Despite the laudable aims then – as embodied in their title – the
reality of CND is that it has been a front: a cover for the
little-known CPPTSRNP (Campaign for Possible Partial, Temporary and
Reversible Slowing of the Rate of Nuclear Proliferation). A bit more
accurate, if a little clumsy when put on a banner, and hardly a good
rallying cry for supporters of course. But CND has, by whatever measure
you wish to use, failed. Not through lack of effort of course – no
other issue dominated politics throughout the 60s, 70s and 80s.

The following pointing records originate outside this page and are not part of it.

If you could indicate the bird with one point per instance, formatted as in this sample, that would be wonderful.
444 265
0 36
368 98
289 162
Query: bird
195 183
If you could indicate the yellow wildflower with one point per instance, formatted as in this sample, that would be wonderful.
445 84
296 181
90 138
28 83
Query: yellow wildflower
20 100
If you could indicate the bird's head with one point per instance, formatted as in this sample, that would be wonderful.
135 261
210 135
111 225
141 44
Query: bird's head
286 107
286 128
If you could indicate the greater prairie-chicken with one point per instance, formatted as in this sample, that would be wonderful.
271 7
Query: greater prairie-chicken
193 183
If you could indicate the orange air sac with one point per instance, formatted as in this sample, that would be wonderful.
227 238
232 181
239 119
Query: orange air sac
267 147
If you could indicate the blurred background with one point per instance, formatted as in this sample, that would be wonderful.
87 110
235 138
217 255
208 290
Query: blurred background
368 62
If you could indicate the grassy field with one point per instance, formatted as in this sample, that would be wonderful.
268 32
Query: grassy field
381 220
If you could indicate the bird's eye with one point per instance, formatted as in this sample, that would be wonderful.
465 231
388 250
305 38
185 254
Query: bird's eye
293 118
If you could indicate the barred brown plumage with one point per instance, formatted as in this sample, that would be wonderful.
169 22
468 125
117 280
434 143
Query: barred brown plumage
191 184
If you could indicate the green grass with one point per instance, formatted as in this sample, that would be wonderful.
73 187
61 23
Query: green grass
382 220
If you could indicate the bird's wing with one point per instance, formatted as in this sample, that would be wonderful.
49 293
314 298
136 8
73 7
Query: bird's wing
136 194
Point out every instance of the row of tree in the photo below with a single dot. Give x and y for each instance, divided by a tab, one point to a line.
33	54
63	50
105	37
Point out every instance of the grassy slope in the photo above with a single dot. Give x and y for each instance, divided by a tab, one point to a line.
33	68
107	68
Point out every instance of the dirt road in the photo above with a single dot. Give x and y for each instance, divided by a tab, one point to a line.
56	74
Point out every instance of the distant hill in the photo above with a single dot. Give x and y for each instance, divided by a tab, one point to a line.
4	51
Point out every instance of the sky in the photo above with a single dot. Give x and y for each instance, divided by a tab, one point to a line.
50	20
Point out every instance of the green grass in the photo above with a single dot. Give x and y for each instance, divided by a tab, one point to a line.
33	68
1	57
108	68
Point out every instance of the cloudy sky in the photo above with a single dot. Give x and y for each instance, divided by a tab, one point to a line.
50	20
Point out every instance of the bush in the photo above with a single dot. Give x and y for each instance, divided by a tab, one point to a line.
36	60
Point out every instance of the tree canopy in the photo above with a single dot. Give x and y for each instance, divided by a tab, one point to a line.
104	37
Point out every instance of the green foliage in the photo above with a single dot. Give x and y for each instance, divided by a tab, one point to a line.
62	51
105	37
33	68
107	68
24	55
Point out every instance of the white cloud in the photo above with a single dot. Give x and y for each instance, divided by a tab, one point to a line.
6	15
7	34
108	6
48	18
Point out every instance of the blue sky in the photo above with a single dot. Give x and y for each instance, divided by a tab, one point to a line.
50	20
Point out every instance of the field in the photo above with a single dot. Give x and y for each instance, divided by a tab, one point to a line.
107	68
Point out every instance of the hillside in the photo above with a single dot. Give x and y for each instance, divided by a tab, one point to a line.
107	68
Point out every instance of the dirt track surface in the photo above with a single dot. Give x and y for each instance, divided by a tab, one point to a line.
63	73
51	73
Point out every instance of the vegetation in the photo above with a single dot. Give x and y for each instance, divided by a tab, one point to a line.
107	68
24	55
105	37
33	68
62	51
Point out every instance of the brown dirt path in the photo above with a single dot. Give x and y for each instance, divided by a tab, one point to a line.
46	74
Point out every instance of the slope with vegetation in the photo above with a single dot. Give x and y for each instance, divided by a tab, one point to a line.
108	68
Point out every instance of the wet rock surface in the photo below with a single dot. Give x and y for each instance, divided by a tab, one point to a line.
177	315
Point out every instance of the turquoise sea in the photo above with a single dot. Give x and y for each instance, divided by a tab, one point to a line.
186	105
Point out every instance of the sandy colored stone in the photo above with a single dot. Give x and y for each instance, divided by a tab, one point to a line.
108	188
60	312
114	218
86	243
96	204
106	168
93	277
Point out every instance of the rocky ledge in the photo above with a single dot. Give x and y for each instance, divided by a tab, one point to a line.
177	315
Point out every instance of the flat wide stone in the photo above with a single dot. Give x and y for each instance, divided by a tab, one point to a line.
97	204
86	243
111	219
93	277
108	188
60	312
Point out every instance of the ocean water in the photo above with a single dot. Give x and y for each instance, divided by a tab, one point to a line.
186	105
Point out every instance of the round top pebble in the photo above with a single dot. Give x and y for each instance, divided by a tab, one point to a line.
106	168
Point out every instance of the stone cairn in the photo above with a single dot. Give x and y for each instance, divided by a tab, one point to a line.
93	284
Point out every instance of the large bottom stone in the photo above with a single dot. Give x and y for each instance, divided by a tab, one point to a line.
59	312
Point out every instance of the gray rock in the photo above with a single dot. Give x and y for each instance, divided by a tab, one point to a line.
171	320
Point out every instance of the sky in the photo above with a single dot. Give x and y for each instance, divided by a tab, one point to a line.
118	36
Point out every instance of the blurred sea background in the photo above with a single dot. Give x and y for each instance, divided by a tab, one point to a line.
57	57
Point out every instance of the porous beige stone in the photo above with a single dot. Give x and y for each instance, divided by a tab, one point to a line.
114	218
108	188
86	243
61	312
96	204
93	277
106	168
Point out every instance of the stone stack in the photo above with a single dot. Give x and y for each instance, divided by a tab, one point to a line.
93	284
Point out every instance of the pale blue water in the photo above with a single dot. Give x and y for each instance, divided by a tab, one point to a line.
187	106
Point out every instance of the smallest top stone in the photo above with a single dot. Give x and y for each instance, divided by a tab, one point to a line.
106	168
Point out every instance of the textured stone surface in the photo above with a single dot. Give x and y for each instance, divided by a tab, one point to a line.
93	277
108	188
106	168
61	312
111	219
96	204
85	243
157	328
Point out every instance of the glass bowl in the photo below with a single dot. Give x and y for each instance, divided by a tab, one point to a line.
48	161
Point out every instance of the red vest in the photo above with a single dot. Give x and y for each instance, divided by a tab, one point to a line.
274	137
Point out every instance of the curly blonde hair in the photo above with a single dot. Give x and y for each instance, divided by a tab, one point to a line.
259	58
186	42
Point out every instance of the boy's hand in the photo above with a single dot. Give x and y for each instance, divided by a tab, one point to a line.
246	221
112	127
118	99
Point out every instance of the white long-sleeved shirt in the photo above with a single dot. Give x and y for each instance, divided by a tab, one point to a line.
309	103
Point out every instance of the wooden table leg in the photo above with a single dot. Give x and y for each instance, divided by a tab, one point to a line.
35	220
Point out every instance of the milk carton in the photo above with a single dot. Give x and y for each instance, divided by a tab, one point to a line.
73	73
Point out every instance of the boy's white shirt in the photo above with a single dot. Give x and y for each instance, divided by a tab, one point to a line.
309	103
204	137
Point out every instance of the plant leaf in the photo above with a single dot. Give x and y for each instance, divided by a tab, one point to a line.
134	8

The parties of the World Socialist Movement are unique in opposing all
war – not just certain types of war or certain situations. This is
based on a recognition that the interests of the working women and men
who usually make up the cannon-fodder and collateral damage of war can
never be aligned with states and governments. We oppose the monopoly
that the global owning class have over ownership of the Earth's
productive resources that are the usual spoils of armed conflict. We
see little value therefore in pleading with our rulers to continue
their capitalist battles, but to request that they use only this or
that weapon.
In the Socialist Party we were sometimes told by CND supporters that
there just wasn't enough time to work for socialism: there were only
weeks or months left to stop nuclear annihilation and that objective
had to be the priority. Thankfully that prediction proved to not be the
case. But it is a common objection to the case for socialism, that
there is some immediate more pressing campaign that – with just one
final shove – will be won, and only then can we start to look to
changing the basis of society.
The history of movements to reform one part or another of capitalism
has been a history of failure in the main part. We can choose to tinker
at the margins or to get to grips with the problem. We can complain
about the symptoms, plead with our rulers, or make the decision to
address the cause. The history of CND should give us no confidence that
reformism is fit for purpose – certainly not with regard to trying to
do away with weapons.
We predict that unless the war machine that is capitalism is
politically challenged by a majority – armed with nothing more or less
than an understanding of how it works – then in another 50 years we
will still have wars raging round the globe, with ever more
sophisticated weaponry. And of course, we will still have CND. The
choice is between a world to win and a world to lose.